Hey. This might be too little too late, but I just wanted to say I miss ya and I'm sorry for how things went. I'm also sorry that i wasn't there to help defend you and I am definitely sorry that it took me so long to say anything about it. You are an awesome person, one who I loved to talk to and hear your opinion on things. You had this amazing way of making people feel good about themselves (me included) and I think that's what I miss the most... I hope you are well, hope to talk to you soon.
“too little too late” is a good description of it. You are apologizing for all the correct places where you fucked up; I acknowledge your apologies.
The more time passes, the more appalled I am about the treatment I received, and the less I care to ever come back. I don’t so much mind the years of effort, time, and emotional labor I put in being taken for granted, but I *absolutely* mind that when push came to shove, NO ONE but @wyvernfire spoke up on my behalf. No one but her challenged the people who were slandering my honor, reputation, and years of service. No one had my back when when I was being outright bullied.

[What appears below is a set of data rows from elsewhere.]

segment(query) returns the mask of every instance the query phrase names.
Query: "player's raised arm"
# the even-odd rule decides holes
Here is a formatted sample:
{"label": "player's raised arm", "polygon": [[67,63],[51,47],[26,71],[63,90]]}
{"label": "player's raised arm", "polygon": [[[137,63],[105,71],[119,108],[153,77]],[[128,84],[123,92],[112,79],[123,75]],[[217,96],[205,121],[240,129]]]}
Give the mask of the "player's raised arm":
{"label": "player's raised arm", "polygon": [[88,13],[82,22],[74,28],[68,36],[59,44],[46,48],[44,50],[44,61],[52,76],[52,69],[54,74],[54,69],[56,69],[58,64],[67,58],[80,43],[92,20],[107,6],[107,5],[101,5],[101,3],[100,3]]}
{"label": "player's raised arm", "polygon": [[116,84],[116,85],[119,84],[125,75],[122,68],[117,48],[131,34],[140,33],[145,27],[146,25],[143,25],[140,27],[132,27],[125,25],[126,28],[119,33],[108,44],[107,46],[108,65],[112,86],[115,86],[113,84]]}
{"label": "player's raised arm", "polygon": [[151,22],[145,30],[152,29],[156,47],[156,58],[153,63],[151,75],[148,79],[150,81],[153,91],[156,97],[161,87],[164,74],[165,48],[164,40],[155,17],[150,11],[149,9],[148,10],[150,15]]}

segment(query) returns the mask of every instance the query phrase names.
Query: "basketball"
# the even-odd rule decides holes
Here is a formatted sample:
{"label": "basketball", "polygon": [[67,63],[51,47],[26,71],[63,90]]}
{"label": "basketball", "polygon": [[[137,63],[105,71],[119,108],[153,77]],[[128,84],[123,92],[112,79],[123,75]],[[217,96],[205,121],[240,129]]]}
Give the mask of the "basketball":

No one but Amie. And now it’s been months since I’ve left and I’ve heard from, what, like three of you, total? Some friends you guys turned out to be. I don’t fucking care how shy or awkward or confrontation-averse someone is. If you don’t fight for your friends when they’re backed into a corner, then you shouldn’t be surprised when you lose them. It wasn’t the muckraking assholes who made me leave. It was everyone else’s silence. If you’re silent, you’re complicit. Period.